The vote will be run by the Australian Bureau of Statistics with enrolment closing on August 24.
CONTINUED SUPPORT FOR CHILLOUT FESTIVAL
Meanwhile, Hepburn Shire Council voted to continue financial support for Daylesford’s ChillOut Festival at a meeting last week. The new memorandum of understanding secures the festival’s financial future until 2020.
The agreement details $22,500 council funding in 2018 with up to $10,000 operational support. Traffic control requirements are also outlined in the agreement.
State government funding of $50,000 a year for three years will also assist the festival’s growth.
ChillOut Festival is the largest LGBTQI festival held in regional Australia.
Festival director Ms Tinkler said the committee were hoping to continue to grow the event in coming years.
“It is not possible for us to grow on the three days of the long weekend because the town is basically grid-locked,” she said.
“The only way we can expand or grow the festival is to introduce more days.”

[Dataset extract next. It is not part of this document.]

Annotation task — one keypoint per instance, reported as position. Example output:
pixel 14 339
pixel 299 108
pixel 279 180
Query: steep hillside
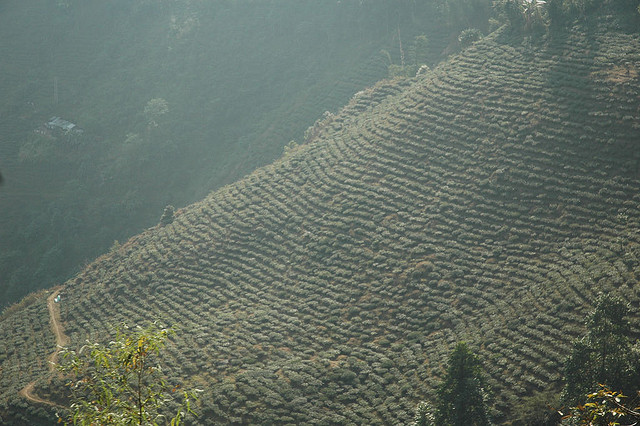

The committee plans to host other events throughout the year. It is currently looking at the potential to increase from a three to 10-day festival next March.
“ChillOut is a great festival because it not only celebrates LGBTQI culture and community, it celebrates it in regional Victoria. It is so important to recognise that the community is not metro focused,” Ms Tinkler said.
“A lot of our community gravitate towards metropolitan cities because there are larger pockets of the community and they think it will be safer.”